We read this passage as it appears in the Lectionary, and somehow we don’t (well, I don’t) expect such an encounter ourselves. And yet this describes exactly how I felt in some places in that Land.

It is easy, somehow, to see how the early Church Fathers came up with the doctrine of the Trinity. The presence of Christ is so strong in places such as Jacob’s Well, where he talked with the Samaritan woman (John 4.1-54), or the place on the shore of the Sea of Galilee where he restored Peter (John 21). The work of the Holy Spirit was plain in incident after incident, in the continual illumination of Scripture as we read our way through our journey, pausing to pray and to read at each stop on the way. But there were times, too, especially in the two afternoons we had to ourselves in Jerusalem, when I was able to be alone, where there was a crystal immediacy that would, save for its measureless mercy, have overcome the little human consciousness as the sun overcomes the brief flowers of the high Judean wilderness. Even then, though, it was difficult even to know what one had known, for lack of words.

I know that for myself I can’t be the same man I was before this trip: that the ancient tales of pilgrimage, the sense that the Holy Land is a place one must visit at least once in a lifetime, have all come true.

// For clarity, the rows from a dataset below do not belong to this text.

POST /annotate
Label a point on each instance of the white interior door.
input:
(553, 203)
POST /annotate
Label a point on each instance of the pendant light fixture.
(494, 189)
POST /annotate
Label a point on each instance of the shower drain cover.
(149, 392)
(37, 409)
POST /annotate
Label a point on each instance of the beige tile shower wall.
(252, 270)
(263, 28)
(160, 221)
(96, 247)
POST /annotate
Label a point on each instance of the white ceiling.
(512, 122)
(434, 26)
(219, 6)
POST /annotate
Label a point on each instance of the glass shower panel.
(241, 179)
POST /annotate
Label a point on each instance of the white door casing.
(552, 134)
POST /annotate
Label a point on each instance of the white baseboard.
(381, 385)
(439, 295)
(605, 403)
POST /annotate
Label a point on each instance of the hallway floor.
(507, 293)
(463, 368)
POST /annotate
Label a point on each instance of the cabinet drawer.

I’m aware that all this might sound like hyperbole to those whose faith is rooted at home, in deep relationships, the steady pattern of worship. It might seem hyperbole even to some of my fellow pilgrims, or at least like speaking of what should remain hidden, and I’m not really sure myself whether I ought to be so public with these inner things. But I do know that the opposite is true. We are often far too reluctant to speak of God as real, or of what is sometimes called mystical experience as if it were a present possibility for the ordinary Christian like me…

We can have ideas of God, but God is not an idea. We can dream of God, not to mention encounter God in dreams, but God is not a dream. We can hope for, long for God, but God is not wishful thinking. God is real, far more real than we are, and somehow, and for some reason beyond our capacity entirely to understand, he has made this beautiful, tragic, dusty place somewhere he will, if we are even slightly open to him, become to us as David Jones once said, the “actually loved and known.”

2 comments:

Ona said...

It sounds as if your trip was deeply moving, perhaps moreso as it followed some of the epiphanies you described in the previous months, leaving your heart so open to God's presence.

You said: "It might seem hyperbole even to some of my fellow pilgrims, or at least like speaking of what should remain hidden, and I’m not really sure myself whether I ought to be so public with these inner things. But I do know that the opposite is true. We are often far too reluctant to speak of God as real, or of what is sometimes called mystical experience as if it were a present possibility for the ordinary Christian like me…"

If I may say with all my heart - I think it is desperately needed that ordinary Christians share this inner experience. So many wander in the church seeking, confused, alienated. Or worse, having deep personal experiences but ashamed to mention them lest others think them crazy. I can't begin to count the number of Christians I meet who have wandered off into eastern meditation and other traditions because they had no idea that their own original faith could offer any depth. I am meeting quite a few who eventually wander back again, once they discover that there is indeed a contemplative tradition available.

I find that when we share our inner lives a little - and you do so with such lovely words! - that it offers an enormous inspiration and consolation to others. I hope you will continue to share your journey.

Mike Farley said...

Ona, thank you, and I am sorry not to have replied sooner. You are right, of course, about sharing these things. It's just hard, though - one does feel a bit caught between humility and openness!

A very happy Christmas to you - and I do hope you find some time for quiet among all the celebrations!